Shaer is the most senior Hamas official to be released since Israel arrested scores of members of the hardline movement after its armed wing claimed joint responsibility for the capture of a soldier near the Gaza Strip in late June.
Saadi said that the 44-year-old Shaer, who was held in jail in Petah Tikva near Israel's commercial capital Tel Aviv after his arrest in August, was released after appearing before the judge in a police station.
The minister immediately set out for home in the Nablus region of the northern West Bank and by late afternoon had reached a checkpoint outside the city, according to a local security source.

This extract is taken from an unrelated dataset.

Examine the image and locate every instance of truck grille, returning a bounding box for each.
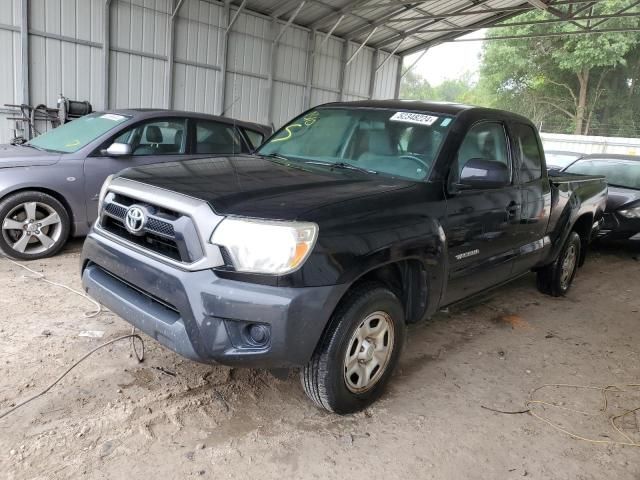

In a telephone interview broadcast on the pan-Arab television network Al Jazeera, Shaer said that he had been questioned in detention about his political activities and the fate of the captured Israeli soldier, Corporal Gilad Shalit.
Israeli troops arrested the deputy prime minister, who also serves as education minister in the Hamas-led government, August 19 at dawn in the West Bank political capital of Ramallah.
The military confirmed at the time that his detention was part of a wider clampdown on the Islamist movement Hamas, which Israel and the West consider a terrorist organization for a campaign of suicide attacks in the Jewish state.
Israel arrested more than 60 Hamas officials, including a third of the cabinet and more than two-dozen MPs, after Shalit was captured and two other soldiers killed in a daring raid by Gaza militants.
Twenty-eight MPs, including parliamentary speaker Aziz Dweik, and four cabinet ministers remain in custody. Most of them have been charged with membership in a terrorist organization.
Palestinian President Mahmoud Abbas has urged Israel to free detained Hamas ministers and lawmakers before a national unity government is formed between the Islamist movement and his moderate Fatah faction.